I kind of agree with Hydralysk in a way. Personally i liked how the shootouts with enemies in the first Bioshock worked more. Less but more significant enemies that for the most part didn't come at you in waves but were strategically and believably placed around each level. I think alot of games should go that rout. Such as Uncharted, don't get me wrong uncharted is an amazing game but fighting off waves of badguys in between the more memorable set piece and story moments gets slightly old. It would be cool if every kill had more meaning. I still love Bioshock infinite (as well as Uncharted) and think most of the critical success is warranted.
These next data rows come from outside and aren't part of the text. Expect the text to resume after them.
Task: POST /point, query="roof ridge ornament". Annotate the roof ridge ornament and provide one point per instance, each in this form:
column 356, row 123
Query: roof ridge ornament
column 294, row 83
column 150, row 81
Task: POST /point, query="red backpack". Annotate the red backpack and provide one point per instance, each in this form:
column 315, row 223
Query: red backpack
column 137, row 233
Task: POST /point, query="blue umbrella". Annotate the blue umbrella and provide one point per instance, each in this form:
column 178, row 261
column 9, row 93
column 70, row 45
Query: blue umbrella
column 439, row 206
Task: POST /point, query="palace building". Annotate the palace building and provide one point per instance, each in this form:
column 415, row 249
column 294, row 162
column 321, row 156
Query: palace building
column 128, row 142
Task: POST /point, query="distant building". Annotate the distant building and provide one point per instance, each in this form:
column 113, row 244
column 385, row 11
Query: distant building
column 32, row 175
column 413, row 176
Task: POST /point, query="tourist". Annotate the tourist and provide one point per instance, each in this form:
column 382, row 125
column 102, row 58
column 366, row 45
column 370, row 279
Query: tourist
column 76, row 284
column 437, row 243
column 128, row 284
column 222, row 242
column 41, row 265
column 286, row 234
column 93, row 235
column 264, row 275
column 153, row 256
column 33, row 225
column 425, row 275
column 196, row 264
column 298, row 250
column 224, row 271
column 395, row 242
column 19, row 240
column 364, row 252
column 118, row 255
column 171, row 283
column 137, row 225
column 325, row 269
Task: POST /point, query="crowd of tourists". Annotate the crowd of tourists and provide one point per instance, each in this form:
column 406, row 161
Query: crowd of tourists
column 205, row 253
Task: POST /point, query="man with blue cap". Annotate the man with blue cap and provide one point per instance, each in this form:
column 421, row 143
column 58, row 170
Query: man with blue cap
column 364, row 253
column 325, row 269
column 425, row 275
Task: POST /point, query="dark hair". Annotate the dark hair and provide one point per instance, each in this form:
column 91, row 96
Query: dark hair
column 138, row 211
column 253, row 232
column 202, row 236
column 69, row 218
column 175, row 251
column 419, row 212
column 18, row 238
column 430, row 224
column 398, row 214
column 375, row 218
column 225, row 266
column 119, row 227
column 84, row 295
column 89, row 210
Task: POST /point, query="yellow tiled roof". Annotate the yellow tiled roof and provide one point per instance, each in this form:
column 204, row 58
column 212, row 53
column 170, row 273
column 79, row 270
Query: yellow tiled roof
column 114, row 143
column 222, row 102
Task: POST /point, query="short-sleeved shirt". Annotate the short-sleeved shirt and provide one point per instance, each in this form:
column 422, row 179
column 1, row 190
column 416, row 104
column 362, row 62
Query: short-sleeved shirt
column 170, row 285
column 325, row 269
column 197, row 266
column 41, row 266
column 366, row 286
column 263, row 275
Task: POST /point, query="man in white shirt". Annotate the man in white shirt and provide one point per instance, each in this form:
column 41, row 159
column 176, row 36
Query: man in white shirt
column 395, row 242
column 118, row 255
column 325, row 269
dedicatedtogamers1217d ago

In my opinion, Infinite is a great shooter with an above-average story (for a shooter), but it's a bad Bioshock game.

It guts out a lot of the freedom, exploration, and chilling atmosphere that made the series popular in favor of a good ol' rip-roarin' adventure. Bioshock's most basic enemy - the splicer - remained memorable and threatening all throughout the game. Infinite has its share of cool enemies, but you're mostly shooting down waves of generic soldiers.

vickers5001217d ago

I agree with your second paragraph, but it is certainly NOT a bad Bioshock game. I personally don't think it's quite as good as the first, but it's FAR from being a 'bad' Bioshock game.

WUTCHUGUNNADO1217d ago

Too much shooting? What's next... "Are the graphics too good" or "Too much storyline"

Brian1rr1217d ago

I hope so its a shooter after all

FantasyStar1217d ago (Edited 1217d ago )

I spent the first 15 minutes exploring Columbia and listening to those 4 dudes sing and visiting. Throughout the game you can clearly tell a lot of thought was put into the city and the culture. It's a shame I don't really get to get a better idea of Columbia because we're just moving from Point A to Point B and so on. Back in the first Bioshock; you back-tracked a bit and saw bits of non-scripted parts of the game. You basically 'explored'. Bioshock: Infinite by comparison feels on-rails.

Do you guys know more about Dimwit & Duke than simply what Elizabeth pointed out? If you don't: that's the point the article was making.

Blank1217d ago (Edited 1217d ago )

Well im not going to tell you how to play the game but it wasnt fully point A to B everything was mostly interactive as for your dimwit and duke it was in the beginning they hand puppet machines you need to replay and push the interact button more oftenly I personally didnt go point to point I looked at every table or machine I checked it out along with the buildings in the area it may look closed but as you walk towards em the doors open so explore more also this is a crappy article im downvoting it

BLKxSEPTEMBER1217d ago

I haven't played infinite yet but I beat bio 1&2. I watched the opening level today and the first thing that came to mind was there was a lot more shooting in this game compared to the previous games. I don't see this necessarily as a problem as long as its still a thining man's shooter. The game looks great and I can't wait to pick it up.